赵恩颂看着抽搐着的双腿和小腹,眼框红得能滴血。
偏偏陆从唯一副置身事外的表情,说着最让人气愤的话,“你昨天喝多了,缠着要我帮你洗澡,洗的时候一直跟我说你痒,我就帮你了,你知道的,我禁欲,不动你。”
“别说了……”
赵恩颂垂着眼,长长的睫毛颤了颤,指甲深深掐进掌心,胸口剧烈起伏着,却硬是没让一句重话冲出口,只死死咬着下唇,直到尝到淡淡的血腥味。
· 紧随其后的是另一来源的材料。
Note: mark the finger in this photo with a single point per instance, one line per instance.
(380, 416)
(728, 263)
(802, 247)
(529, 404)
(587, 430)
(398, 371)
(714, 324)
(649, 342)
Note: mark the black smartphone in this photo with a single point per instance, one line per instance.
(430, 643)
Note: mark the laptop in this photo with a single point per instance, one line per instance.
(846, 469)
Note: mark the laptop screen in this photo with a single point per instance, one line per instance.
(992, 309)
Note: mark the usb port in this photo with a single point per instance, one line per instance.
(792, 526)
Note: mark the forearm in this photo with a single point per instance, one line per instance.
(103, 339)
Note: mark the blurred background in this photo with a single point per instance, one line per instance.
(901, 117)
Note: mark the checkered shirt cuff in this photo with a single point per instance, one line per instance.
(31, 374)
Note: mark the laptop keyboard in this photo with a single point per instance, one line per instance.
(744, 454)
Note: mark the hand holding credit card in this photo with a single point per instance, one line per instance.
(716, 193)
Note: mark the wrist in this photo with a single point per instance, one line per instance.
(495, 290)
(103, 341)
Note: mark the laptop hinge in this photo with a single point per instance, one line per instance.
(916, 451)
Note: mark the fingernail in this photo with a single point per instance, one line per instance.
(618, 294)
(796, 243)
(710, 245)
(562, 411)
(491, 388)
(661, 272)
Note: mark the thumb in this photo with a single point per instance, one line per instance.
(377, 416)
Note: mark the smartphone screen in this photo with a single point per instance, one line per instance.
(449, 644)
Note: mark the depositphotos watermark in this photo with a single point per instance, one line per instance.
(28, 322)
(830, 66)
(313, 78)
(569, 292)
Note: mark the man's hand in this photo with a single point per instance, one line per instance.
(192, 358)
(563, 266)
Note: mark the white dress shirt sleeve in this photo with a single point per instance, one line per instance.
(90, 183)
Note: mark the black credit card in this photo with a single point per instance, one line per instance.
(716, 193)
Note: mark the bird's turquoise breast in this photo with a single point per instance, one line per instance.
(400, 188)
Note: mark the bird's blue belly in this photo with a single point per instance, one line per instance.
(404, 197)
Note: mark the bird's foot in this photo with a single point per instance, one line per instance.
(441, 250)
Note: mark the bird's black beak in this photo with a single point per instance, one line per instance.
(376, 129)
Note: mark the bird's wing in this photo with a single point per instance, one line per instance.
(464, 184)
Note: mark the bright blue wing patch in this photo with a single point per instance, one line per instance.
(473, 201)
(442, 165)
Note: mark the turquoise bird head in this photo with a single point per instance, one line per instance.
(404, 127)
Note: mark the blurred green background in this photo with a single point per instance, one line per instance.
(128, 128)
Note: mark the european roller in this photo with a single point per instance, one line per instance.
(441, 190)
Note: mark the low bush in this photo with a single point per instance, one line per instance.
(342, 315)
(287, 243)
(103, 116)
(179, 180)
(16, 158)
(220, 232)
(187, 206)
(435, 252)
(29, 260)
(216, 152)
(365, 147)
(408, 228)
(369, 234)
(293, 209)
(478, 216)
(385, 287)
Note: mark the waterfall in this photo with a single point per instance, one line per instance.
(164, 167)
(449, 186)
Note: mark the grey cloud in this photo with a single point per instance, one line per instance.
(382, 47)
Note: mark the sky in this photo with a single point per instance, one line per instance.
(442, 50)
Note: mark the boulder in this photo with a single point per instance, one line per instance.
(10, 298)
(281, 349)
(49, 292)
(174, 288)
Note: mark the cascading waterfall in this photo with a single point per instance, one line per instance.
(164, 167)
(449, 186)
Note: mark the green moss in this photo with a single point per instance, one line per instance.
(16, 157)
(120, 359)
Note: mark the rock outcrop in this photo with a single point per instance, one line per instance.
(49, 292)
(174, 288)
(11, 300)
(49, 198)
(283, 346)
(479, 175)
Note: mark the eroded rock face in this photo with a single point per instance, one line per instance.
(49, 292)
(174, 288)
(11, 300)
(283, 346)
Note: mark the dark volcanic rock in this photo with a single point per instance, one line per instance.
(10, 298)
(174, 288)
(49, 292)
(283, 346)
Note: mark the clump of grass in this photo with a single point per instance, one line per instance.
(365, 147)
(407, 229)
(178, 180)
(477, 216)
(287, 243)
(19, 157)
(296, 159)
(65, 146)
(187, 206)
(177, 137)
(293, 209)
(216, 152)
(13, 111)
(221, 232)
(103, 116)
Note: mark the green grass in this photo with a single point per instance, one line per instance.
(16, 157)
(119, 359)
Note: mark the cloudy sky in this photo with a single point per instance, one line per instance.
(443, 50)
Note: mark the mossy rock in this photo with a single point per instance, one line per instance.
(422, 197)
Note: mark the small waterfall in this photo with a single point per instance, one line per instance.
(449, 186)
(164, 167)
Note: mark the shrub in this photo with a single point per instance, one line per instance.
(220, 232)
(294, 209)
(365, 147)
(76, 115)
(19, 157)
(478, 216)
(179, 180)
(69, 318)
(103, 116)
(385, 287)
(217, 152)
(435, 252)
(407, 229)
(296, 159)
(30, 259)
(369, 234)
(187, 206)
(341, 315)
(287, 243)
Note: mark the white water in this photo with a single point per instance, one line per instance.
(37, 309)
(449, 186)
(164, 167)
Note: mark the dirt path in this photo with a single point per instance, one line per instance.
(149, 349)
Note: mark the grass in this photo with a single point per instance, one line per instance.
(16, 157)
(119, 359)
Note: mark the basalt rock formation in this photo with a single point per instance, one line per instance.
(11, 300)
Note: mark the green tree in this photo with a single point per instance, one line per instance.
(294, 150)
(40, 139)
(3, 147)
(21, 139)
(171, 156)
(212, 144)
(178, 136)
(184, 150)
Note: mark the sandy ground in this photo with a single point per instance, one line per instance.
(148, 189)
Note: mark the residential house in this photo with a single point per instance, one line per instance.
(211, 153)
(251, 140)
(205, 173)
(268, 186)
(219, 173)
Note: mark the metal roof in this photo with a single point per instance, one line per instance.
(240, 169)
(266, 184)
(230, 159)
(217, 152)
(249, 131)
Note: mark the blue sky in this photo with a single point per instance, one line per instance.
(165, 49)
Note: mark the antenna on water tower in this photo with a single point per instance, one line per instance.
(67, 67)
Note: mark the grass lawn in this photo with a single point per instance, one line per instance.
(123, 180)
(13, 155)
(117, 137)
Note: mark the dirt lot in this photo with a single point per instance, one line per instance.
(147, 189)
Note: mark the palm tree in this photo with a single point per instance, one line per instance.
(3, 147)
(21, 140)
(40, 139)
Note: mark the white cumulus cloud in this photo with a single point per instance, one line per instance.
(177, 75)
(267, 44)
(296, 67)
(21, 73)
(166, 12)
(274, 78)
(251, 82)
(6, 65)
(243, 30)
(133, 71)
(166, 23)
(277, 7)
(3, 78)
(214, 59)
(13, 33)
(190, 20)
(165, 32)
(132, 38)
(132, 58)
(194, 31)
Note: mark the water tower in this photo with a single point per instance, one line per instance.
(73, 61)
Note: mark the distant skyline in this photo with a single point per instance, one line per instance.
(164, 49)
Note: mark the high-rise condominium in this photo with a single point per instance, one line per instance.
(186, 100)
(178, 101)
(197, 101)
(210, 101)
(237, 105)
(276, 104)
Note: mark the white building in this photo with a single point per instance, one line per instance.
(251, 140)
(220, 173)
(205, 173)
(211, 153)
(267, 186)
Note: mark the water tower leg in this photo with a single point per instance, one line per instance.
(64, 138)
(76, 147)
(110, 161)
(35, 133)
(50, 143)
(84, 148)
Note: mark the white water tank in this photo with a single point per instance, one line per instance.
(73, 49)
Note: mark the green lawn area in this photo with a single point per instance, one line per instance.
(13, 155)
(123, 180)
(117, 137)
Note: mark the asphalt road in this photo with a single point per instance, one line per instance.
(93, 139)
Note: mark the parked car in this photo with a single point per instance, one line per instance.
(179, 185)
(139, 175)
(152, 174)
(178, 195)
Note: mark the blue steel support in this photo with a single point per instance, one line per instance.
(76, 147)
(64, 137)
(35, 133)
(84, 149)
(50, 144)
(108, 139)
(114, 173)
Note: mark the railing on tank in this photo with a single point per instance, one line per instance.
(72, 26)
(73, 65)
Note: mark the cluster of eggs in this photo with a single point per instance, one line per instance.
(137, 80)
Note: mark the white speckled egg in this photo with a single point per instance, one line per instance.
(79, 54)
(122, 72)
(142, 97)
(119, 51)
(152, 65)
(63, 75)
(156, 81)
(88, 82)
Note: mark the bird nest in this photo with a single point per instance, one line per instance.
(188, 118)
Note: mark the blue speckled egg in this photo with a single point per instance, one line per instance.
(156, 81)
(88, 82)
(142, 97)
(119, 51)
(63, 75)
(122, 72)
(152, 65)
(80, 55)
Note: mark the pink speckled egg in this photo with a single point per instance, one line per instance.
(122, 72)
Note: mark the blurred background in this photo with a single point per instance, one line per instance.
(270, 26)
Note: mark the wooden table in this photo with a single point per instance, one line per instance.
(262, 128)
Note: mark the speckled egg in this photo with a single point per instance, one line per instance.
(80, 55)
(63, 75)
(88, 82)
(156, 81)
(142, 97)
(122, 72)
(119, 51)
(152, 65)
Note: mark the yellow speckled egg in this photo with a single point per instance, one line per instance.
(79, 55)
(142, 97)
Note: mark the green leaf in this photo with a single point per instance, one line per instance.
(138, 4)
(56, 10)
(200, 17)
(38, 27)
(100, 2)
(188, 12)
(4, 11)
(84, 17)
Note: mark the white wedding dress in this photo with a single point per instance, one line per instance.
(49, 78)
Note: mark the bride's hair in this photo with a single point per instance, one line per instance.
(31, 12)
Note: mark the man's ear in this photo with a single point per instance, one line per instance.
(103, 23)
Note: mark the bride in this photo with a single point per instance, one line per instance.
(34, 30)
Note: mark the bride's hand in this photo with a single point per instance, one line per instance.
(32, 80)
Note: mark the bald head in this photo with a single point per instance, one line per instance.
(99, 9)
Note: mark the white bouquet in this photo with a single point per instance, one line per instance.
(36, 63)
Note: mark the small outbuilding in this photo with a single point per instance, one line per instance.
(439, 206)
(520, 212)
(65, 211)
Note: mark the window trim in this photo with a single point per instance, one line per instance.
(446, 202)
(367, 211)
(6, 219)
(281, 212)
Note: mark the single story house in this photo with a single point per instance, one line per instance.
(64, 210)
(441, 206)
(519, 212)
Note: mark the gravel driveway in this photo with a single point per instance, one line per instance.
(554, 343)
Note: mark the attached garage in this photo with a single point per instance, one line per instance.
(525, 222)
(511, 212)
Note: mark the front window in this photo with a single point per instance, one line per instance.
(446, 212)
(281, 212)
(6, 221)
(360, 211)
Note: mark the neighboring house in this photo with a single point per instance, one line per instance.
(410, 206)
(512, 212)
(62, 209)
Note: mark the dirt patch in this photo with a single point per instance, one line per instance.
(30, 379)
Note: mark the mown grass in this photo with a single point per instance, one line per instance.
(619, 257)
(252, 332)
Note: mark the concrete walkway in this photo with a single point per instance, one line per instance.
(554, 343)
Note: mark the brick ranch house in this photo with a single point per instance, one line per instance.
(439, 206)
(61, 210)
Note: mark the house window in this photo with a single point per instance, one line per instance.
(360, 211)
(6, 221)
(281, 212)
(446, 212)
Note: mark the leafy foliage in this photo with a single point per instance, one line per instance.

“现在呢,感觉好点了吧?”陆从唯从上到下凝视着他,“档位不高,我看你很舒服,睡得很好。”
“……”
赵恩颂盯着对方,眼底的火苗突突地跳,额角的青筋都在隐隐发胀,却猛地闭了闭眼,再睁开时,那点火星已经被压得无影无踪,只剩一片冷硬的平静。
“我先帮你关了,再拿出来。”
赵恩颂突然往后一缩,避开了陆从唯的手。
陆从唯抓空了。
他维持着俯身的姿势,抬眼看赵恩颂,“听话。”
“这次知道自己的酒量了吧,所以下次少喝酒,跟别人喝酒不要喝多了。”
“跟我没关系,我照顾你。”
怎么照顾,像昨天晚上那样?
关键是,他根本就没有喝多,为了在陆从唯面前装装样子,才说自己酒量不怎么样。结果倒是被陆从唯抓住这一点占便宜了。
赵恩颂感觉胸腔里像堵了团烧得滚烫的棉花,又闷又灼,指尖因为用力而微微发颤。
他愤愤地看着面前这不知所谓的人,从喉间挤出两个字——
“禽、兽。”
陆从唯轻轻一笑,宛如没听见似的,他单腿跪了上来,握住了赵恩颂的脚腕。
肤色瓷白,一手便可以轻松握住。
陆从唯轻轻摩挲着那光洁的皮肤,手臂突然绷紧,用力把赵恩颂扯到他身前。
赵恩颂没有想到会一下子被拽过去,他身子往前倒,膝盖压到了电线,下面也紧跟着一扯。
“呃!”
身下一阵拉扯感。
黑色的筋膜枪掉了出来,湿漉漉的,都是汗,掉在床单上嗡嗡地滚了两下。
那一刻,赵恩颂身子一软,差点趴了下来。
陆从唯把他托住,将他抱起,往浴室走去。